Постоянные мысли о том, как там Сашка и Ваня — на направл-и главного удара. Вот полнота незнания о них все время давит — не особо и больно, но и сдвинуть нельзя этот гнет. Отец наш сгинул в империал-ю. Пришла казен-я бумага — волей Божею геройски пал в славн. Борьбе за Царя и за Родину. Картинка — этот самый царь с лицом невинного младенца сидит на троне в немеркнущ. сиянии, языческим божком, кот-му приносят чел-кие жертвы. Бумага из казен-й типографии, закапанная сургучом, лихие писарьск. завитушки — вот все, что нам осталось от отца, лишь имя, записан-е чужой рав-нодуш. рукой. Лица его не помню, ничего.
2
Что может сделать из себя, из своих рук, сознания, сердца человек? Лишь то, на что он изначально годен был, рожден? Достигнуть совершенного, задуманного жизнью, «настоящего» себя — то есть исчерпать предназначение? Как ветер и вода судьбы — мегатонны случайностей — формуют и шлифуют глыбу посмертной биографии? Что нужно, чтобы стать дедом?

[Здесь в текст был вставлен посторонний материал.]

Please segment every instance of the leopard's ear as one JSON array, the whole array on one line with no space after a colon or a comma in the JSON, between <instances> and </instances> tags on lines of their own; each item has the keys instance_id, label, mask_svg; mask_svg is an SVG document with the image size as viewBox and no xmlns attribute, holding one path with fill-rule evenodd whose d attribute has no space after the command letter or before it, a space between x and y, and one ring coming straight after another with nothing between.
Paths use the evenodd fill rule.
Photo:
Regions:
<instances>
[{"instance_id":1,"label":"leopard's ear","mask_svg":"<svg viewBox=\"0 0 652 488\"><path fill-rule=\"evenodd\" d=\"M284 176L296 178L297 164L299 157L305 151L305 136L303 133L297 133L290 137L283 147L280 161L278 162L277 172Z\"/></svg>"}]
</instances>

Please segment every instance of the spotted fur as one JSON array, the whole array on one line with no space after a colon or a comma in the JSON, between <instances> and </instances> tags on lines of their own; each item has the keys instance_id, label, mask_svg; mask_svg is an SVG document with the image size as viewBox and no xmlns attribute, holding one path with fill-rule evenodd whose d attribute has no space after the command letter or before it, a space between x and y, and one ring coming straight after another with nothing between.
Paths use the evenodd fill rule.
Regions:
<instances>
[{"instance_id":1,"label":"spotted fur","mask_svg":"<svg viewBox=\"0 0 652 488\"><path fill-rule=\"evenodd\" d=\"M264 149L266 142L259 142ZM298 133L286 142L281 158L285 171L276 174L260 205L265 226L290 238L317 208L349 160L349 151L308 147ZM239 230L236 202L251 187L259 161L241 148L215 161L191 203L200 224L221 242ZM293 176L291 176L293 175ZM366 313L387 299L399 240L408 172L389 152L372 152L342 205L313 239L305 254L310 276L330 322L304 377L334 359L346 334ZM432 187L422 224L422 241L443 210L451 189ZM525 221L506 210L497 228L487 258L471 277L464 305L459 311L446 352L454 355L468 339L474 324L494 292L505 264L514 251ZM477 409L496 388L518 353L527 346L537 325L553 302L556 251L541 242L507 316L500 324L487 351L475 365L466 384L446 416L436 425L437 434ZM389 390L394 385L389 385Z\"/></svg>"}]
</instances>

Быть кость от кости темного, дремучего крестьянства, потомком поколений, умиравших молча и бесследно, ломивших шапку перед барином, семь десятин пахавших, сеявших, занимавшихся трудной любовью с землей — чтоб подалась и понесла, взрастила, разродилась скудной лаской… хоронивших детей во младенчестве — лишь один из пяти доживал до женитьбы, замужества, — воевавших и сгинувших в Крымскую, Русско-турецкую… оставляющих крест вместо имени, шевелящих губами заученно «Святый Безсмертный…».
Родиться в 1915 в деревне Корнеевке Бузулукского уезда Самарской губернии, быть сыном своей матери, оставшейся вдовою с четырьмя прожорливыми ртами мал мала меньше на руках, быть вскормленным и выхоженным ею — молоком пополам с лебедой и крапивой, — говорить интервьюерам: «Не пишите, пожалуйста, ничего чрезвычайно слезливого о моих якобы несчастных детстве и ранней юности — вот, мол, глядите, из какой трясины нищеты выбрался к свету».
Работать в поле с пяти лет, растить табак на огороде, торговать самосадом на ярмарке, порыхлее, не так плотно набивая стакан, мухлевать, подсыпая в кисеты соломенной пыли, трухи, получать по зубам, быть отодранным за ухо обозленным курильщиком.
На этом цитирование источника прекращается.